Does Smoking Weed Make You a Better Writer?

by | Cannabis Times


“High on Life: A Hipster’s Take on the Conmebol Copa America Game Between Argentina and Canada at Mercedes-Benz Stadium”

Earlier this month, my brother and I scored tickets to the epic showdown between Argentina and Canada at the Conmebol Copa America in the swanky Mercedes-Benz Stadium. And of course, we indulged in a little pre-game puff before heading over. As we chowed down on some mouth-watering pulled pork and sipped on ice-cold Stella Artois, my mind couldn’t help but wander from the game itself to deeper, more abstract musings about the nature of sports events like this.

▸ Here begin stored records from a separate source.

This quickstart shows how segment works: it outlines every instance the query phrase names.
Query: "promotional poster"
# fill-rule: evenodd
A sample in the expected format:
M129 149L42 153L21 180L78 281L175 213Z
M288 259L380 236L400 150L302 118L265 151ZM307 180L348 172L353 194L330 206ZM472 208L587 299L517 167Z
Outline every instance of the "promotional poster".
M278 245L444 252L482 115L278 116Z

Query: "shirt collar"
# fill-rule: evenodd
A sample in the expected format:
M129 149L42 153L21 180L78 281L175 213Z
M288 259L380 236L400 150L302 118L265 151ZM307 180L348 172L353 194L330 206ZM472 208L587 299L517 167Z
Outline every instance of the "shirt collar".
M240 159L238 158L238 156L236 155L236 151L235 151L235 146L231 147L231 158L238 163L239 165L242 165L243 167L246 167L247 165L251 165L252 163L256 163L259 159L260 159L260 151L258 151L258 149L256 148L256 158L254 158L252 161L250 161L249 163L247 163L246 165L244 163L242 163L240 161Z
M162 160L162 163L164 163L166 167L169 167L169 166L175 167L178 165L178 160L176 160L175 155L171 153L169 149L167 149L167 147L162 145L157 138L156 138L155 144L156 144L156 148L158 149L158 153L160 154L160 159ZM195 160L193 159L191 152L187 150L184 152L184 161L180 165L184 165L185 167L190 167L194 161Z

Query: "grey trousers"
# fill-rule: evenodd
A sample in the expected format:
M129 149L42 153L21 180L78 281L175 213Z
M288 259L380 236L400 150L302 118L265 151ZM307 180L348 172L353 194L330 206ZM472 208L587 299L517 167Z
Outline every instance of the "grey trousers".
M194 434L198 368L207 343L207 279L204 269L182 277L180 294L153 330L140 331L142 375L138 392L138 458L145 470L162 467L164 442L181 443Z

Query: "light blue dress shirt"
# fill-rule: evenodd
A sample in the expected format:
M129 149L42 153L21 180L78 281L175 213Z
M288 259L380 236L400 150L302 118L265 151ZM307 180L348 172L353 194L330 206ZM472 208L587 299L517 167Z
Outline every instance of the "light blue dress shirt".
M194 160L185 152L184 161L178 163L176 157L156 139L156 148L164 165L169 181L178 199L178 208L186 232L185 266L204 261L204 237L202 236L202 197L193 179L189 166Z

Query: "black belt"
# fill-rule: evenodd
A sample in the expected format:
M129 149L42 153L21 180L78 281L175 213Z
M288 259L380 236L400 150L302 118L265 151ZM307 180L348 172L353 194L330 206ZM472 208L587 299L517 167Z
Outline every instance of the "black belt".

From my bird’s eye view, the players on the field looked like tiny ants, not professional athletes, but rather primitive hunter-gatherers locked in a battle for survival and glory, pushing their bodies to the brink. And the 70,000 spectators in the stands? They seemed more like alien overlords, watching the carnage unfold like the ancient Romans at the Colosseum. I couldn’t help but wonder if these overlords were content with their elevated status, feasting on food and drink while others fought for their entertainment. But deep down, I imagined they also felt a twinge of shame, knowing they weren’t truly living life the way humans were meant to, unlike the warriors on the field.

As I cringe a little at the misspelled notes I took on my phone during halftime, I can’t help but admit that I’m usually quite pleased with my high-induced writing. And let’s be real, I write high quite often. For years now, I’ve turned to a little bit of weed to help me tackle challenging journalistic projects. Not only does it ease the pressure and help me overcome writer’s block, but it also has a way of unlocking my creativity and allowing me to see the world in a whole new light. Plus, it helps me articulate thoughts that would otherwise remain elusive.

I’m certainly not the first writer or journalist to dabble in marijuana. Victor Hugo, the mastermind behind “The Hunchback of Notre Dame” and “Les Misérables,” was a member of a Parisian society of hashish enthusiasts. Hunter S. Thompson and Truman Capote were also known to indulge in copious amounts of cannabis, and while I’m not saying that their substance use was the sole reason for their literary success, I do believe there’s something to be said about the creative potential of cannabis. After all, High Times, a magazine that both Thompson and Capote contributed to, was once hailed as one of the finest literary publications in America.

I’ll never forget the first time I truly experienced the creative and analytical power of cannabis. I was cozied up in bed, watching Andrei Tarkovsky’s “Solaris” on MUBI. I had seen the film multiple times before in my cinema studies classes at NYU, and I always found it unbearably dull. But this time, with a little help from my friend Mary Jane, I was able to see the film in a whole new light. Tarkovsky’s avant-garde masterpiece suddenly became a thought-provoking and mesmerizing experience. And that, my friends, is the magic of cannabis.